It is true that Lithuanian Talmudists were not always the slaves of authority which they ultimately became. A study of the works of the early Slavonian rabbis, before and after Rabbi Polack, shows that they were free from unhealthy awe of their predecessors, and sometimes were audaciously independent. Neither Solomon Luria (Maharshal), Samuel Edels (Maharsha), or Meïr Lublin (Maharam) refrained from criticising and amending whenever they deemed it necessary. But in the course of time the casuistic method, originally a mere pastime, became the approved method of study, and produced what is known as pilpul. Scholars wasted days and nights in heaping Ossa upon Pelion, in reconciling difficulties which no logic could harmonize. Here the Gaon found the first and most urgent need for reform. The Talmudists, he declared, were not infallible. Every one may interpret the Mishnah in accordance with reason, even if the interpretation be not in keeping with the traditional meaning as construed by the Amoraim.[16]
His views on religion were equally liberal. The same process of reasoning which, spun out to its logical conclusion, led to pilpul in the schools, produced, when turned into the channel of religion, the over-piety culminating in the Shulhan 'Aruk. This remarkable book, with the euphonious name The Ready Table, prescribed enough regulations to keep one busy from early morning till late at night. The Jews found themselves bound hand and foot by ceremonial trammels and weighted down by a burden of innumerable customs. The spirit of freedom that had animated Slavonian Judaism during the Middle Ages had fled. The breadth of view that had marked the decision of many of its rabbis was gone.[17] Judaism was a mere mummy of its former self. Here, too, the Gaon came to the rescue. Rightly or wrongly, he "established the importance of Minhagim [religious ceremonies] according to their antiquity or primitivism, regarding those which have originated since the codification of the Shulhan 'Aruk as not binding at all; those which have been adopted since the Talmudic period to be subject to change by common consent; while those of the Bible and in the Talmud were to him fundamental and unalterable."[18]
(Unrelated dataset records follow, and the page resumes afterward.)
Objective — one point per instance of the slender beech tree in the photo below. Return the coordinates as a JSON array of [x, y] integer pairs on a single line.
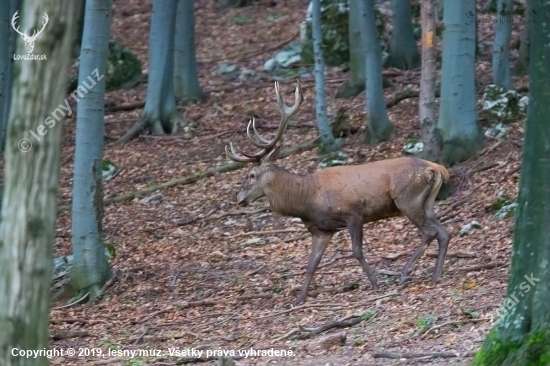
[[7, 47], [31, 180], [522, 334], [90, 269], [379, 127], [522, 63], [501, 45], [458, 124], [186, 78], [327, 138], [160, 115], [429, 132], [356, 81], [403, 52]]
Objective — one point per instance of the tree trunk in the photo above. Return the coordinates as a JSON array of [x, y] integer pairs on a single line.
[[160, 115], [379, 127], [90, 269], [186, 78], [501, 46], [403, 52], [431, 137], [522, 335], [356, 81], [7, 49], [29, 208], [461, 133], [522, 63], [327, 138]]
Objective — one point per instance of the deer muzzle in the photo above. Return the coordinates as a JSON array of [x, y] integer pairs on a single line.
[[241, 198]]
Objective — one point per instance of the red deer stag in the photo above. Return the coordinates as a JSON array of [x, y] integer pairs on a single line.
[[332, 199]]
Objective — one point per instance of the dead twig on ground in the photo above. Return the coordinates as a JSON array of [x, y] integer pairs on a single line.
[[266, 232], [477, 267], [317, 305], [463, 321], [198, 176], [66, 334], [348, 321], [205, 302], [124, 107], [422, 354], [73, 303], [432, 254]]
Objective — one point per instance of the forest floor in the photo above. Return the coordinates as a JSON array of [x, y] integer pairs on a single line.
[[188, 275]]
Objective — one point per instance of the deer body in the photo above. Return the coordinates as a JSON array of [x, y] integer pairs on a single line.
[[347, 197]]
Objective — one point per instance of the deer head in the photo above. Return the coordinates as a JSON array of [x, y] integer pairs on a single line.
[[29, 40], [254, 183]]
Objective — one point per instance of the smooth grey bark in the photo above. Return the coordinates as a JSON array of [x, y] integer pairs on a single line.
[[522, 63], [31, 179], [501, 46], [160, 115], [403, 52], [458, 123], [521, 337], [7, 48], [356, 81], [431, 138], [186, 79], [379, 127], [90, 269], [327, 138]]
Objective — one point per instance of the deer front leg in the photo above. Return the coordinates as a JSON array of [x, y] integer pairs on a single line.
[[320, 241], [355, 227]]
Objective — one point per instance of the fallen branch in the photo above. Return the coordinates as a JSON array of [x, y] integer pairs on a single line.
[[482, 168], [124, 107], [66, 334], [205, 302], [306, 306], [463, 321], [477, 267], [266, 232], [73, 303], [433, 255], [198, 176], [298, 237], [422, 354], [83, 321]]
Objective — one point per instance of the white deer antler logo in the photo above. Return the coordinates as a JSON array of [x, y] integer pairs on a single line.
[[29, 40]]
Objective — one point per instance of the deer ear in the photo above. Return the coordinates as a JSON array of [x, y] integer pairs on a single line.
[[272, 156]]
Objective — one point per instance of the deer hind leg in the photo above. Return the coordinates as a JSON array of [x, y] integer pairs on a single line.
[[419, 209], [355, 227], [320, 241]]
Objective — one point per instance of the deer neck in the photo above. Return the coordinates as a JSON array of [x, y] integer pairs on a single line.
[[290, 194]]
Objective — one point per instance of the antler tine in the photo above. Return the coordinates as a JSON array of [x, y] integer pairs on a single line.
[[263, 142], [235, 156]]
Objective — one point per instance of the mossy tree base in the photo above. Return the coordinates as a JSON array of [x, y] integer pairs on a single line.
[[532, 350]]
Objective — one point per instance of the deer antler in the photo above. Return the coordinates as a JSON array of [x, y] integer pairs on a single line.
[[35, 33], [259, 141], [13, 19]]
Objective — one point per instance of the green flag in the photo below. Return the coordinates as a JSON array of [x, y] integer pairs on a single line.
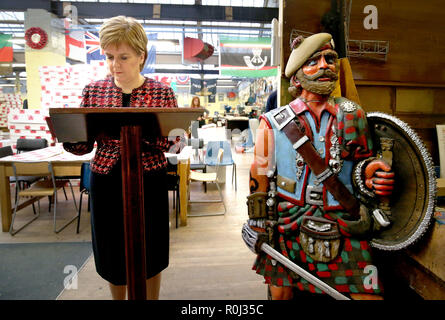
[[246, 57], [5, 47]]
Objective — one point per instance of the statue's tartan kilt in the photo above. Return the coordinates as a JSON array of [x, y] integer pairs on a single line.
[[345, 273]]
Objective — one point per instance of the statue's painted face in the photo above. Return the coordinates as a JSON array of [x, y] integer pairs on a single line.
[[319, 72]]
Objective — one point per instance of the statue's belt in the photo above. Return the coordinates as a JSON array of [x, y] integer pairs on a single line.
[[287, 121]]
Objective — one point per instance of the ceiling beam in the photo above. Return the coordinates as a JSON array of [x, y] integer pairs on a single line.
[[145, 11]]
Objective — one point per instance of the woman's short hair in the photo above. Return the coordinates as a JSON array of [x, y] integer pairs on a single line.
[[121, 29]]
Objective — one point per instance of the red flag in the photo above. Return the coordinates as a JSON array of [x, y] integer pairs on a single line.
[[5, 47]]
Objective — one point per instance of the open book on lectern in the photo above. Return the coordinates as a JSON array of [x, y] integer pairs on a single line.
[[82, 124]]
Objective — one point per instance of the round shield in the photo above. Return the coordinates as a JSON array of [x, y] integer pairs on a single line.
[[412, 203]]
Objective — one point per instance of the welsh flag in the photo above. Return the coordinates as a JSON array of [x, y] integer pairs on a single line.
[[245, 57], [5, 47]]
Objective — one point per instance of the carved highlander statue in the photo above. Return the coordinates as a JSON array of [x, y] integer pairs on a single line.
[[322, 185]]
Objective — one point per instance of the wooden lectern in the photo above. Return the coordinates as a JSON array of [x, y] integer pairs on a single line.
[[84, 124]]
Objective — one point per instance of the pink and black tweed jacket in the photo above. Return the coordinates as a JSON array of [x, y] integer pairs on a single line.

But the Gaon's influence on the Haskalah movement by far surpassed his influence on the study of the Talmud or on the ceremonials of the synagogue. Many, in point of fact, regard him as the originator of the movement. As he was the first to oppose the authority of the Talmudists, so he was the first to inveigh against the educational system among the Jews of his day and country. The mania for distinction in rabbinical learning plunged the child into the mazes of Talmudic casuistry as soon as he could read; frequently he had not read the Bible or studied the rudiments of grammar. The Gaon insisted that every one should first master the twenty-four books of the Bible, their etymology, prosody, and syntax, then the six divisions of the Mishnah with the important commentaries and the suggested emendations, and finally the Talmud in general, without wasting much time on pilpul, which brings no practical result. "These few lines," says a writer, "contain a more thorough course of study than Wessely suggested in his Words of Peace and Truth. Though they did not entirely change the system in vogue—for great is the power of habit—they produced a wholesome effect, which was visible in a short time among the people." Furthermore, the Gaon exhorted the Talmudists to study secular science, since, "if one is ignorant of the other sciences, one is a hundredfold more ignorant of the sciences of the Torah, for the two are inseparably connected." He set the example by writing, not only on the most important Hebrew books, Biblical, Talmudic, and Cabbalistic, but also on algebra, geometry, trigonometry, astronomy, and grammar.[19] And his example served as an impetus and encouragement to the Maskilim in spreading knowledge among their coreligionists.